La découverte, le dealer, l’euphorie, l’autodestruction, l’enfer, la paranoïa, le sevrage, la rechute et la guérison. Soit toutes les étapes de la toxicomanie qui sont passées au crible dans cet objet étonnant, fruit de l’alliance du psychiatre spécialiste dans les addictions Laurent Karila et le leader du groupe de hard rock Satan Jokers, Renaud Hantson. Simple objet à usage des amateurs de métal ? Si la presse spécialisée a effectivement apprécié l’album des Satan Jokers, AddictionS est destiné à informer sur les dangers de la toxicomanie. Voici un objet de prévention, atypique et inattendu, que nous présentent Laurent Karila et Renaud Hantson.

En quelques mots, pouvez-vous présenter ce disque ?
Laurent Karila : C’est un véritable ovni ! Bien plus qu’un disque de musique.
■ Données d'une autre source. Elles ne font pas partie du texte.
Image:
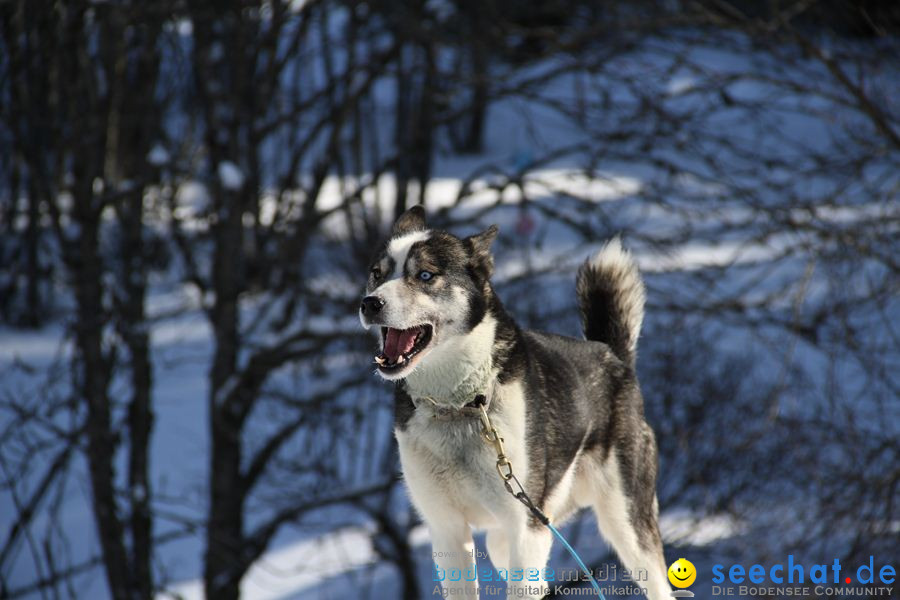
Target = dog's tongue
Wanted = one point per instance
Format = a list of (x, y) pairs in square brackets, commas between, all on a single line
[(398, 342)]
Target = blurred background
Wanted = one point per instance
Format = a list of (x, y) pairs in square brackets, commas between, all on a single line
[(190, 191)]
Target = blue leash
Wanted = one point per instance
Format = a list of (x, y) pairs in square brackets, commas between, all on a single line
[(577, 559), (504, 468), (522, 497)]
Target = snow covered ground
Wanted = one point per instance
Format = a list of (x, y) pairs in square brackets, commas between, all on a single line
[(338, 560)]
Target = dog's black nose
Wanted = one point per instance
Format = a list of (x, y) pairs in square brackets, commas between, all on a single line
[(371, 305)]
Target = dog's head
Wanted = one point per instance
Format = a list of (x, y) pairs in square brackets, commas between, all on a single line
[(425, 288)]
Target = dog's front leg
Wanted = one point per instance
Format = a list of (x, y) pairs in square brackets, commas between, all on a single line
[(454, 555), (529, 551)]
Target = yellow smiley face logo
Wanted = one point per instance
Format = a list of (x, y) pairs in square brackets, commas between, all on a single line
[(682, 573)]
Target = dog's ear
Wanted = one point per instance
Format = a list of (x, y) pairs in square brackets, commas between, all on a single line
[(480, 247), (412, 220)]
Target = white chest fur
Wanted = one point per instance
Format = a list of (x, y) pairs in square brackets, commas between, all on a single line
[(450, 469)]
On le présente comme un objet d’informations et de prévention des addictions. Il s’agit donc d’un disque de musique et d’un eBook téléchargeables, où sont données des informations médicales et de prévention concernant la toxicomanie.
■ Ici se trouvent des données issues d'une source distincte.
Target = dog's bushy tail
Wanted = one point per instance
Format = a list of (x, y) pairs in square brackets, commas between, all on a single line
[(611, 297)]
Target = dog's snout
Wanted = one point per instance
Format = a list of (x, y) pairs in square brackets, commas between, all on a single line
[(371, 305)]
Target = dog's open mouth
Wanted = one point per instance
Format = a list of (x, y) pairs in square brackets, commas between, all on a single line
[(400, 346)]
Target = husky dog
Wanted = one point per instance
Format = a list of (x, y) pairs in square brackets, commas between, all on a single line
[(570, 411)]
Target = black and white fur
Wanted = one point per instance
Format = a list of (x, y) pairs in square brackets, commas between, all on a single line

Comment avez-vous eu l’idée de monter ce projet ?
LK : Satan Jokers, je connais depuis les années 80. C’était vraiment un gros groupe, aussi gros que Trust. J’étais d’ailleurs plus fan de Satan Jokers que de Trust. Grâce à Facebook, on s’est retrouvé avec Renaud. Un soir, il annonce qu’il commence une psychothérapie. Dans le flot de messages, je mets un commentaire de médecin : « un bon travail structurel ça fait du bien », ou quelque chose qui y ressemblait. Il me répond qu’il a adoré mon livre, Une histoire de poudre. Et c’est comme ça qu’on a fixé une rencontre, en mars dernier.
Renaud Hantson : Il m’a alors conseillé d’écrire un album-concept comme l’avait fait Nikki Sixx du groupe Mötley Crüe avec Heroin Diaries pour son projet solo Sixx AM. L’idée m’intéressait mais, pensant me débarrasser du fardeau de travail que cela nécessiterait, je lui dis que j’étais d’accord s’il faisait lui-même les textes. Deux heures plus tard, il m’envoyait un premier jet de ce qui deviendra les paroles du titre Substance Récompense.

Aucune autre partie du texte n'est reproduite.